Stimmt. Und wir reden hier nicht von Wildwasser, sondern von ganz normalen Seen und Meeren mit relativ geringer Strömung. Allerdings wird der auf Nord- und Ostsee anzutreffende gewöhnliche Hobbysegler mit seiner Jolle wohl kaum jemals in den Genuss dieses Effektes kommen. Er lässt sich nur mit speziellen Hochgeschwindigkeitsseglern erreichen, etwa Katamaranen oder Trimaranen, auf denen die Segelpartie eher unkomfortabel ist.
Ganz alltäglich ist das Phänomen dagegen bei Strand- und Eisseglern, die nicht gegen den bremsenden Widerstand des Wassers anzukämpfen haben.
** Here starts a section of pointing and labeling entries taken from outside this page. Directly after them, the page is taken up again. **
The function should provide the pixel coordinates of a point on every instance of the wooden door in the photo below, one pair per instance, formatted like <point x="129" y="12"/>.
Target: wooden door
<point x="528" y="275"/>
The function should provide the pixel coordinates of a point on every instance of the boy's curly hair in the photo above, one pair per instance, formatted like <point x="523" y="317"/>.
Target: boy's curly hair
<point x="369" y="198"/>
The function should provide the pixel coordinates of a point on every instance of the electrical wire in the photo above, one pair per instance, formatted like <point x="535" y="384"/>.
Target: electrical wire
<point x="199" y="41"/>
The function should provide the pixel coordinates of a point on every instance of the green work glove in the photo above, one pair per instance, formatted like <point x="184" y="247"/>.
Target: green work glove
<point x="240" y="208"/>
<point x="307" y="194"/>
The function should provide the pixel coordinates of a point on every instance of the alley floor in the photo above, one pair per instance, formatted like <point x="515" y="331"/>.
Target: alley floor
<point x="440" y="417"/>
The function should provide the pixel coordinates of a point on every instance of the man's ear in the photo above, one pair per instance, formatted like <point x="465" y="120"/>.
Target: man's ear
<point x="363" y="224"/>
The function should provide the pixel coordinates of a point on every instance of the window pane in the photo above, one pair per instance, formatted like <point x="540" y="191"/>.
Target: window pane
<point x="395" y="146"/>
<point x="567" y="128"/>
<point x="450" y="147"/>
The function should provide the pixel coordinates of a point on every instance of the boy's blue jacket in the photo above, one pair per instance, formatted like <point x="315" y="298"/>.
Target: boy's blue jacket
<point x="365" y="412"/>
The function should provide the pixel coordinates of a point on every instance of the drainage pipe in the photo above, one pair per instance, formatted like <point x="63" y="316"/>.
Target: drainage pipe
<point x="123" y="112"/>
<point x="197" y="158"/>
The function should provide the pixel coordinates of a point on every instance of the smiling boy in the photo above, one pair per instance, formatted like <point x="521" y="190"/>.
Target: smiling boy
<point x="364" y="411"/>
Auf dem Eis kann ein segelgetriebenes Fahrzeug eine Geschwindigkeit von 200 Kilometern pro Stunde erreichen, auch wenn der Wind nur mit Tempo 50 bläst.
Der gesunde Menschenverstand sagt uns, dass ein Segelschiff dann am meisten Vortrieb entwickelt, wenn der Wind von hinten kommt. In diesem Fall wird das Schiff vom Wind «geschoben» und kann tatsächlich nicht schneller fahren, als der Wind weht.
Eine ganz andere Sache ist es, wenn der Wind im rechten Winkel von der Seite kommt und auf das schrägstehende Segel trifft. Dann muss man schon die hohe Schule der Aerodynamik bemühen, um die Bewegung zu erklären, und kommt zu scheinbar paradoxen Resultaten.
Weil das Segel keine ebene Fläche bildet, sondern sich wölbt, wirkt es wie die Tragfläche eines Flugzeugs. Dort entsteht ja der Auftrieb, weil die Luft über dem Flügel eine höhere Geschwindigkeit und damit einen niedrigeren Druck entwickelt als die Luft an der Flügelunterseite. Dieser Druckunterschied zweier Luftströme reicht aus, um tonnenschwere Flieger aus Stahl in der Luft zu halten. Und ganz Ähnliches passiert beim Schiffssegel: Die innen vorbeiströmende Luft ist langsamer als der äußere Luftstrom, und folglich entsteht eine Art «Auftrieb» – nur dass die resultierende Kraft nicht nach oben weist, sondern schräg nach vorn. Durch den Kiel und den Bootskörper wird die seitliche Komponente dieser Kraft «abgefangen», sodass sich insgesamt eine Bewegung nach vorn ergibt. Diese Kraft kann erheblich größer sein als der Schub des Windes.
Wie schnell das Boot dann tatsächlich fährt, hängt natürlich hauptsächlich von der Form des Rumpfes ab. Der geltende Geschwindigkeitsweltrekord für Segelboote wurde übrigens 2009 von der «Hydroptère» des Franzosen Alain Thebault aufgestellt. Er liegt bei 46,52 Knoten, das sind 86,16 Kilometer pro Stunde.